Nuova normativa per il bisfenolo A, ma l’Efsa assicura: “Niente rischi da Bpa per la salute”
Nuove valutazioni della tossicità e dell'esposizione dei consumatori alla sostanza sembrano destinate a rassicurare anche gli animi più preoccupati: siamo nettamente al di sotto dei livelli di sicurezza
Lo abbiamo sentito accusare più volte di esporre la salute a gravi rischi, ma oggi l’allarme associato bisfenolo A (noto anche come Bpa) viene fortemente ridimensionato dall’Efsa, l’Autorità europea per la sicurezza alimentare. Al termine di una nuova valutazione della sua tossicità e dell’esposizione dei consumatori alla sua presenza l’Efsa ha infatti concluso che gli attuali livelli di esposizione attraverso l’alimentazione e tutte le altre fonti (la cosiddetta “esposizione aggregata”) sono “nettamente al di sotto del livello di sicurezza” e che quindi non rappresenta un rischio per la popolazione di qualsiasi età, inclusi i feti ancora nel grembo materno.

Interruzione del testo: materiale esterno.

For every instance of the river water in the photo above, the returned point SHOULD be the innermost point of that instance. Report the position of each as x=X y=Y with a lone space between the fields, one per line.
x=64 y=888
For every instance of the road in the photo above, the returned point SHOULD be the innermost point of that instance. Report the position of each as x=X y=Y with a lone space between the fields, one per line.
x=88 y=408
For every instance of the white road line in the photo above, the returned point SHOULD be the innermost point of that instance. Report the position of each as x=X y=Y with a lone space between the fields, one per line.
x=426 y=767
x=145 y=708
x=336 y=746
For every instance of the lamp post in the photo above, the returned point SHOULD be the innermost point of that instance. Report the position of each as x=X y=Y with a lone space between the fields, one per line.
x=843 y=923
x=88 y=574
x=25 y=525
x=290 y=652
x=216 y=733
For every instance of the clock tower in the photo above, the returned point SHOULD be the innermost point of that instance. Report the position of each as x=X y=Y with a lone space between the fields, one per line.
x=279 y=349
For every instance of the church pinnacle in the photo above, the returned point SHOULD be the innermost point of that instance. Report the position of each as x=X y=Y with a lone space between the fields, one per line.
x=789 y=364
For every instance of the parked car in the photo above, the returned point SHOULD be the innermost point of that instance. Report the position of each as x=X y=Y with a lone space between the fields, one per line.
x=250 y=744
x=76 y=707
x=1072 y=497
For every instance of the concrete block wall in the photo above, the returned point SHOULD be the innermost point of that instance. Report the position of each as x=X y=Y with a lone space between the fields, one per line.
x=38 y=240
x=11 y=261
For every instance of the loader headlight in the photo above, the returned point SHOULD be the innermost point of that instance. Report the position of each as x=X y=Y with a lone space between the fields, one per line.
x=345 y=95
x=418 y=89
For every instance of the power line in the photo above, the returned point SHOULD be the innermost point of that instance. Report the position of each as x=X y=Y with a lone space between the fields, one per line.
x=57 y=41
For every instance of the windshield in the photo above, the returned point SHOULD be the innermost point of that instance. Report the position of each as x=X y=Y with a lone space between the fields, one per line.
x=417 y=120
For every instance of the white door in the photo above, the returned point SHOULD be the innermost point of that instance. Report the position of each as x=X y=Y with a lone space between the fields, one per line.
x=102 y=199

La conclusione rimane valida anche se la nuova normativa, basata sugli ultimi dati a disposizione, abbia abbassato la dose giornaliera tollerabile da 50 µg/kg di pc/giorno (microgrammi per chilogrammo di peso corporeo al giorno) a 4 µg/kg di pc/giorno. Infatti secondo le stime l’esposizione aggregata più elevata possibile resta da 3 a 5 volte inferiore al livello di sicurezza.
Bpa, un temuto nemico
Il bisfenolo A viene utilizzato per produrre diversi materiali che entrano in contatto con gli alimenti. Celebre è il caso della plastica utilizzata per produrre i biberon, da cui il Bpa è stato messo bando ormai tempo fa. In altri casi è possibile riscontrarne ancora la presenza, ad esempio nel materiale di rivestimento interno delle lattine e nella carta termica utilizzata per gli scontrini.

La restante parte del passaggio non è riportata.